An arms race would have shown up as a lack of variation in the DNA in or near the social genes. More evidence for a stalemate surfaced when they compared strains from two different populations, one in Texas and the other in Virginia. The populations differed less at the social gene locations than at other genes, suggesting that some selective force was working to maintain the same variants of the social genes in both the Texas and Virginia populations. Both the increased genetic diversity near the social genes and the failure of separated populations to drift apart at those genetic locations support the stalemate scenario.

"We failed to observe the genetic signatures of a simple arms race - a reduction in genetic diversity and long-term divergence of populations," Ostrowski said. "Rather, the genetic signatures suggest there is trench warfare among variants of the social genes, and neither the cheaters nor the cooperators are able to gain the upper hand."

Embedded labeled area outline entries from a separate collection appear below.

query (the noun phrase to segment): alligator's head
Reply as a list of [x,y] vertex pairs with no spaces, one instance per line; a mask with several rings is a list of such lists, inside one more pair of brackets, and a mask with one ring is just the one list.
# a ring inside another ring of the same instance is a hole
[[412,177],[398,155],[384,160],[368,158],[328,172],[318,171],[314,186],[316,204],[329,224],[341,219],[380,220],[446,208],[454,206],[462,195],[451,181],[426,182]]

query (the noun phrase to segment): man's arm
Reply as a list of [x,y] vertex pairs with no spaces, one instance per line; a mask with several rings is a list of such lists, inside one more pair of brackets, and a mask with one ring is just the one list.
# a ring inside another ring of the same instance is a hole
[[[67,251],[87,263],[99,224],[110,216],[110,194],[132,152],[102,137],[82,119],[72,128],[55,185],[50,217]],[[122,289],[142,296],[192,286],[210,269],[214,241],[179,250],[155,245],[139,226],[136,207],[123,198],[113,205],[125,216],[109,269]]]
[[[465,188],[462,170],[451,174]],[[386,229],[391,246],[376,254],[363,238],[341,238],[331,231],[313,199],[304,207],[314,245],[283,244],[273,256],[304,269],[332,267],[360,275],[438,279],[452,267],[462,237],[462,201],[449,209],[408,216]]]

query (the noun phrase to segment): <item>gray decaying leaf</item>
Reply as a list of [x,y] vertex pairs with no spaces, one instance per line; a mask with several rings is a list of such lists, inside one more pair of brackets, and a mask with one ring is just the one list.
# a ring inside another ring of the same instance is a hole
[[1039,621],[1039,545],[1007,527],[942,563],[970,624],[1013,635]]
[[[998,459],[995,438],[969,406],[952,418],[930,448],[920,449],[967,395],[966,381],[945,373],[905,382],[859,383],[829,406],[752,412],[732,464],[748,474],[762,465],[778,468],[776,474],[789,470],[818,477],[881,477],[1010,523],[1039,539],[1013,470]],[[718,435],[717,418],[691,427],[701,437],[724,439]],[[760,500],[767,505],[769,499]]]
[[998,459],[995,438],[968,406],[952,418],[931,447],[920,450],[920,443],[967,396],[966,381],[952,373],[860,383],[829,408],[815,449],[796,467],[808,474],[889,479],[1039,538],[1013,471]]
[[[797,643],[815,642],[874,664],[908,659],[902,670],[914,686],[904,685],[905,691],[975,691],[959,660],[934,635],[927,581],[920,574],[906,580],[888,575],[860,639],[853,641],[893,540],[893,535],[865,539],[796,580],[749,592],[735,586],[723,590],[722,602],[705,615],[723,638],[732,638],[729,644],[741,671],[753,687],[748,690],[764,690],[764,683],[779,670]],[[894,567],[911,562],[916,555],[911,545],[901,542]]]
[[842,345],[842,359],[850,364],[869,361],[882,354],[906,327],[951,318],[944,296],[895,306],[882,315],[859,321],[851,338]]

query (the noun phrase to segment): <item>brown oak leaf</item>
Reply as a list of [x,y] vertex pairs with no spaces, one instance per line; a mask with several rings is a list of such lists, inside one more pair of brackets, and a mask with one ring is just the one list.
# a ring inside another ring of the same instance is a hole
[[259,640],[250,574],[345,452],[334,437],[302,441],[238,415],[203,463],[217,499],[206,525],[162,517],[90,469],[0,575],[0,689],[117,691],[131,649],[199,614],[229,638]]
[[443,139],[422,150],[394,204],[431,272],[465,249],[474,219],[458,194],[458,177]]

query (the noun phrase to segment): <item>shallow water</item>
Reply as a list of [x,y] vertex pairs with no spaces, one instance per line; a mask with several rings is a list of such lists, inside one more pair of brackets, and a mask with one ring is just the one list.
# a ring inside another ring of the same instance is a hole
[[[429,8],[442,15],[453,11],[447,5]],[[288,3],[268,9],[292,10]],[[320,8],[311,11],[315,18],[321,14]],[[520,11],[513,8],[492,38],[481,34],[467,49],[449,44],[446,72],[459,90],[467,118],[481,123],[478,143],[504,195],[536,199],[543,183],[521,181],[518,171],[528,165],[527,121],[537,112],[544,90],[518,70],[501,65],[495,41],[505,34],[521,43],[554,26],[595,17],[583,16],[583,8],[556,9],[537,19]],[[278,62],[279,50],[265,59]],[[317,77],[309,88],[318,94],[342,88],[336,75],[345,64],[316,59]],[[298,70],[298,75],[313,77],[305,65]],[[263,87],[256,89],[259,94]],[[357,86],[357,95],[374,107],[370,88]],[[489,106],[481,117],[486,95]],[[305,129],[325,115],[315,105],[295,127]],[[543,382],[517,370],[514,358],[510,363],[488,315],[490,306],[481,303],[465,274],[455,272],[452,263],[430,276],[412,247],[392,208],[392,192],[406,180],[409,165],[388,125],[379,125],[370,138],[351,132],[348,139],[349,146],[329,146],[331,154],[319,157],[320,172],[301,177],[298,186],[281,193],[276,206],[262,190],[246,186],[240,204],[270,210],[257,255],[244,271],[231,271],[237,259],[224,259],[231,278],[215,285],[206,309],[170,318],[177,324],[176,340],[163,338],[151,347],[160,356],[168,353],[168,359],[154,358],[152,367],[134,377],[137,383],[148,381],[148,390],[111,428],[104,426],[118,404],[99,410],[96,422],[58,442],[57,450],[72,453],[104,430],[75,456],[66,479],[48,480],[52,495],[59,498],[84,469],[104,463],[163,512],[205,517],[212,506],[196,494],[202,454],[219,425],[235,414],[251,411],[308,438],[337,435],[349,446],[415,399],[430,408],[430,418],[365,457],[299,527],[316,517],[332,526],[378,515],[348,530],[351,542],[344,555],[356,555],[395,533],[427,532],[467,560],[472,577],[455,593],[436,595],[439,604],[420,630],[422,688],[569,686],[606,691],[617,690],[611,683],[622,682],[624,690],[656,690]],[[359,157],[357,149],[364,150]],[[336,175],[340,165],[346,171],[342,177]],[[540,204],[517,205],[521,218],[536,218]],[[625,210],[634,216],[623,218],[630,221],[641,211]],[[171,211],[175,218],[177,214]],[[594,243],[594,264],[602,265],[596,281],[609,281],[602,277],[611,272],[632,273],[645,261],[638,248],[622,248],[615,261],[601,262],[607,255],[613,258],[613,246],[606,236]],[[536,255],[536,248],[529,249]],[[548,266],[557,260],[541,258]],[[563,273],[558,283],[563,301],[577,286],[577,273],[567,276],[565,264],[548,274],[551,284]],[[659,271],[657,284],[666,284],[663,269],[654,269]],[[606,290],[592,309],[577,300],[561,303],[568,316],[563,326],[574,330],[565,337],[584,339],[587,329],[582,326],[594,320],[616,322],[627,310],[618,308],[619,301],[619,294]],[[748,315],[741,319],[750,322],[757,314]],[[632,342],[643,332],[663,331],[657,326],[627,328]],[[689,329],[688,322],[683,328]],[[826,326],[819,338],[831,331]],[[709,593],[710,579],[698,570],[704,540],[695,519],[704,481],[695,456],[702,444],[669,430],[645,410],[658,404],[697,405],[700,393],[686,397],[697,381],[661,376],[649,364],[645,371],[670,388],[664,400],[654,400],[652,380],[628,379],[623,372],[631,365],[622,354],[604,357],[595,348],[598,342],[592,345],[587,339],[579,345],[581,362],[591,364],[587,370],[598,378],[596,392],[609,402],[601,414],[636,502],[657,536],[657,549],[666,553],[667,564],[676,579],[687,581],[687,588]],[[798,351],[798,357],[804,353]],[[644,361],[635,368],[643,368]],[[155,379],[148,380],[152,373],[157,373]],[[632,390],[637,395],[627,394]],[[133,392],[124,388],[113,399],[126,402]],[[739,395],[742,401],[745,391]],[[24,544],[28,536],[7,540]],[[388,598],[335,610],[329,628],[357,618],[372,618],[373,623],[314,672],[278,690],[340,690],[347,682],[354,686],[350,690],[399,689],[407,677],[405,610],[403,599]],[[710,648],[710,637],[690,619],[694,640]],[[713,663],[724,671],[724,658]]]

Strassmann and Queller are pioneers in the study of Dicty as a model system for social evolution. In addition, the expertise of researchers at the Human Genome Sequencing Center at Baylor College of Medicine was crucial to the project and instrumental to the successful completion and analysis of the genome sequences.

"The authors on this work have a long history of collaboration to address questions at the interface of molecular biology, genomics and social evolution," Ostrowski said. "This work reflects the outcome of a productive and highly interdisciplinary collaboration that is leading to a lot of unique insights about this organism that has broad relevance to other organisms as well, from sociobiology to the genomics of a major model organism."